|
|
3.4.3.1 Deprivation of Orthography or Semantics
In order to see how CLASPnet would cope with partial input, I rewrote the first test corpus so as to replace all the values of either the semantic representations or the orthographic representations with zeros. In this manner, no activation could pass from the relevant part of the input layer to the corresponding hidden layer, and this layer, in turn, could no longer influence the large hidden layer.
The leftmost bar of each group in Figure 3.25 always shows the performance of the 'normal' test corpus, with the orthography-only corpus second, and the semantics-only corpus third. It is not surprising to see that the semantics-only corpus nearly always leads to the worst result -- the tasks are, after all, fairly syntactic in nature, and the semantic representation itself with its perceptual, Gestalt, and instinctive units seems poorly equipped to determine whether, for example, a clause is passive or active. However, Figure 3.25 also shows that the orthography-only corpus leads to results which are noticeably worse than the normal corpus.

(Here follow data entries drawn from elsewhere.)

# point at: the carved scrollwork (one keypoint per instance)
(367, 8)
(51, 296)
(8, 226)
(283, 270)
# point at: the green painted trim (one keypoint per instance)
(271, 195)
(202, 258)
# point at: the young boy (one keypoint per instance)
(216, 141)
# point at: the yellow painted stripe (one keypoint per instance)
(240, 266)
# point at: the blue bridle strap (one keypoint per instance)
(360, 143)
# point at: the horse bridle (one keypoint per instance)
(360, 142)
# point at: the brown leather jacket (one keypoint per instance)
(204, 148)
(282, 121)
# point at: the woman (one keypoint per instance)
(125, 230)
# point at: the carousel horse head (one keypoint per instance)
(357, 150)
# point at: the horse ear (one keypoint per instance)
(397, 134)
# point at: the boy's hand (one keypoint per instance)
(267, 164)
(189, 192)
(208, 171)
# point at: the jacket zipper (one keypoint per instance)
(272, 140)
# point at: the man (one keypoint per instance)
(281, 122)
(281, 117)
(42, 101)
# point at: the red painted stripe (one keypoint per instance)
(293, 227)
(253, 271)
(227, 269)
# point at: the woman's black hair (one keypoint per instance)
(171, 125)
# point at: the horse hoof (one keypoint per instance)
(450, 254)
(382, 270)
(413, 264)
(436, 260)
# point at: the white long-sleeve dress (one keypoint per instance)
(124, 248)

On average, the orthography-only corpus misses about 40% of the positive classifications which it should have made. For all these cases, the difference between the orthography-only corpus and the normal corpus can only be explained by the absence of the semantic input representations.
So, what this experiment demonstrates is that when a connectionist network like CLASPnet is given the option of using even very limited local semantic information for classification tasks involving high-level structural properties, it will make use of this information and come to depend on it. Take it away and the network is crippled.